The Library (Sunday)
This painting was inspired by an article from The Big Issue that I read while in Edinburgh, Scotland, in 2004. The article was about the war in Chechnya and featured a partial photograph of the bombed Holland House Library following an air raid in London in 1940. I was struck by the juxtaposition of well-dressed gentlemen calmly reading and perusing books amid the smoking debris of the roofless structure. I found myself reflecting on the irony of humanity’s knowledge and our tendency toward self-destruction. This idea fit the world of INVI that I had created to explore these concepts, hence the reference to my Sunday and Umbrella series of paintings through the central window.
When I began composing the painting, I only had access to two-thirds of the original image, as it had been cropped for the article. Not realizing there was more, I invented the right side of the composition to depict more modern figures that could be interpreted as being of another gender, age, or race. The painting is on a black canvas, inlaid with holographic paper collage (my first use of the material) on the central mirror, the artwork on the left wall, and inside the open book on the right.
With the painting nearing completion at the end of 2004, I left Scotland to spend time with family and, upon returning, was stopped by immigration and told I would not be allowed to reenter the country because my entry clearance form was missing from my approved six-month visa extension. The British Consulate had forgotten to staple the form to my documentation, and though the office in Glasgow had it in their folder, it was deemed my fault for attempting to enter the country with incomplete paperwork. I returned to the United States with little savings and no immediate way back. Over the next several years, I worked to clear up the issue, and in 2006 I was able to return to Scotland to retrieve the painting, which had been stored and displayed in the green room of a popular music club on Leith Walk. I removed the canvas from its stretcher, rolled it up, and flew it back with me to New London, Connecticut.

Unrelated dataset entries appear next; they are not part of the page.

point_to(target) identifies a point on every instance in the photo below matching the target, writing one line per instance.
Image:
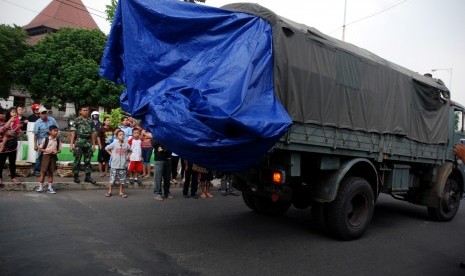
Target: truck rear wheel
(448, 204)
(267, 206)
(350, 213)
(248, 200)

Over the next 20 years, I found occasions to complete the painting and kept the work with me wherever I moved. Now in Akron, Ohio, the painting is proudly displayed in our downtown Akron gallery. My hope is to someday sell it, see it become part of a permanent museum collection, and use the funds from the sale to return to the world of INVI to create the many more paintings from this series that I have never stopped dreaming of.